Caserta, la Finanza scopre 2 evasori per 35 milioni di euro: orificeria e computer a Marcianise

MARCIANISE (Caserta) – Le Fiamme Gialle della Compagnia di Marcianise hanno terminato due articolate e complesse verifiche fiscali al termine delle quali hanno denunciato a piede libero per evasione fiscale B. R. di anni 57 e P. C. di anni 29, recuperando a tassazione oltre 35 milioni di euro.

LE AZIENDE: ORIFICERIA E COMPUTER

Le due aziende sottoposte a verifica operano la prima nel settore dell’argento e la seconda nel ramo del commercio all’ingrosso di computer, software e giochi elettronici.

In particolare, i finanzieri, nei confronti dell’azienda orafa, la Roberto Barra argenterie del Tarì, hanno ricostruito tutti i movimenti commerciali effettuati negli anni 2006 e 2007, attraverso il minuzioso esame di una gran mole di documentazione extracontabile, acquisita mediante una capillare ricerca documentale effettuata all’atto dell’accesso presso i locali aziendali.

ARGENTO PER PAGARE

La contabilità ufficiale della società verificata apparentemente risultava regolare, ma attraverso la comparazione con la documentazione extracontabile rinvenuta è emersa la sistematica attuazione di un sistema di evasione fiscale, con il quale effettuavano vendite di preziosi totalmente in nero o nella migliore delle ipotesi con fatturazione parziale; di conseguenza, l’azienda effettuava acquisti non fatturati o fatturati parzialmente dando in pagamento l’equivalente in argento fino (attuando una sorta di “baratto”), al fine di evitare movimentazioni bancarie.

Con la ricostruzione totale del volume d’affari della società, è emerso che risultava fatturato, sia per gli acquisti che per le vendite, mediamente solo il 33,43% del prodotto commercializzato, versando naturalmente l’IVA allo Stato solo per le quantità di merce fatturata.

L’EVASIONE DELL’ORIFICERIA: 20 MILIONI

I ricavi sottratti a tassazione dall’impresa orafa ai fini delle Imposte sui Redditi, per gli anni 2006 e 2007, ammontano a circa 11 milioni di euro, con conseguente evasione di IVA pari ad euro 2,2 milioni; a tali importi va aggiunta una base imponibile da sottoporre a tassazione ai fini IRAP di oltre 9,5 milioni di euro.

I COMPUTER

La seconda azienda sottoposta a verifica opera nel settore dei computer, software e giochi elettronici (videogames), nel centro di Marcianise, intestata al napoletano Ciro Pinto. L’attività ispettiva ha consentito di appurare l’ingente evasione realizzata mediante l’importazione, per milioni di euro, di merce dai Paesi U.E. e dalla Repubblica di San Marino, senza assolvere agli obblighi fiscali previsti dalla normativa comunitaria.

La società verificata era stata costituita al solo fine di perpetrare frodi fiscali, mediante l’ormai consolidata prassi di intestare l’azienda ad un prestanome nullatenente e di chiuderla nel giro di pochi mesi, con la speranza di evitare così eventuali controlli del Fisco.

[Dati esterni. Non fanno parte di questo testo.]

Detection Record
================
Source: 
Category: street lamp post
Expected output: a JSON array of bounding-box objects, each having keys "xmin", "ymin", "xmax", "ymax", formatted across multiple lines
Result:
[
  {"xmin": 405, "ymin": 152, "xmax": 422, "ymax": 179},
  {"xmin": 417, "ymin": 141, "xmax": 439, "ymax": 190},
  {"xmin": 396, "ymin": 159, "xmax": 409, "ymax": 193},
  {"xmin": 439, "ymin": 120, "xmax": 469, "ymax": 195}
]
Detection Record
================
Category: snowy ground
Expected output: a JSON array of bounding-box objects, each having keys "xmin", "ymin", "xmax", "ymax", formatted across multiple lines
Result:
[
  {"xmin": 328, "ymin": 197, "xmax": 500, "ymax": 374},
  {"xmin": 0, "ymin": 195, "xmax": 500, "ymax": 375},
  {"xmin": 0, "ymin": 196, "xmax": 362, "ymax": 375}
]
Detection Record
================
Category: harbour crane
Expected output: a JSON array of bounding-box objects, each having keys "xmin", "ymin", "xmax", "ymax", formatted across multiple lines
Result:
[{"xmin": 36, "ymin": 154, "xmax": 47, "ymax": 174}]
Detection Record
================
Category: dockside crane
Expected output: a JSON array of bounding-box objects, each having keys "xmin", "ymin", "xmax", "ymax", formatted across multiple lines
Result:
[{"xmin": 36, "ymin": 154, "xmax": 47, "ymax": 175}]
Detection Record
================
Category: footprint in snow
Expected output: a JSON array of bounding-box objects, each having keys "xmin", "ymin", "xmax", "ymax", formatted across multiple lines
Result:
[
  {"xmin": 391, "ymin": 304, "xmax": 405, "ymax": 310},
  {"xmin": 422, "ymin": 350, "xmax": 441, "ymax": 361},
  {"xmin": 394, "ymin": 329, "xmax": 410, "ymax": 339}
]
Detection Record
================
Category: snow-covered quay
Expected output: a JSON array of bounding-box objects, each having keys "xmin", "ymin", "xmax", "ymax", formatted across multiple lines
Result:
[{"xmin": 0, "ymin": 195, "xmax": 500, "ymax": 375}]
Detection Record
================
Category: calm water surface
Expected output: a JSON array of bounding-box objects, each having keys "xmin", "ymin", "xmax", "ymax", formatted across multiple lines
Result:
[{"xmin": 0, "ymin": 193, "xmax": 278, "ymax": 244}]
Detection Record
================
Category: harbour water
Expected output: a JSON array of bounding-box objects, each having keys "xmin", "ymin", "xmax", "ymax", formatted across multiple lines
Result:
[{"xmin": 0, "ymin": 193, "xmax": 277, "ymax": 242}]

La società, in pratica, importando computer e giochi elettronici da operatori comunitari e sammarinesi, oltre a rendersi responsabile di un’enorme evasione di IVA comunitaria, andava anche a turbare il mercato, a causa della concorrenza sleale derivante dal prezzo nettamente inferiore dei beni di origine comunitaria e sammarinese.

15 MILIONI EVASI

La Guardia di Finanza, quale organo di polizia economico-finanziario, avvalendosi della cooperazione e dell’interscambio informativo con i Paesi U.E., nonché mediante l’uso di sofisticate e moderne banche dati, ha ricostruito il reale volume d’affari della società risultato essere, anche in questo caso, pari a circa 11 milioni di euro sottratti a tassazione ai fini delle Imposte sui Redditi, perpetrando una doppia evasione di IVA (comunitaria e nazionale) per circa 4,4 milioni di euro ed un’evasione di IRAP da calcolare su di una base imponibile di altrettanti 11 milioni di euro.

Al fine di garantire la pretesa erariale, gli uomini della Guardia di Finanza hanno proposto all’ A.G. competente l’emissione di decreti di sequestro dei beni, per un valore corrispondente al totale dell’imposta evasa, opportunamente ed analiticamente individuati e risultati nella disponibilità patrimoniale delle società verificate.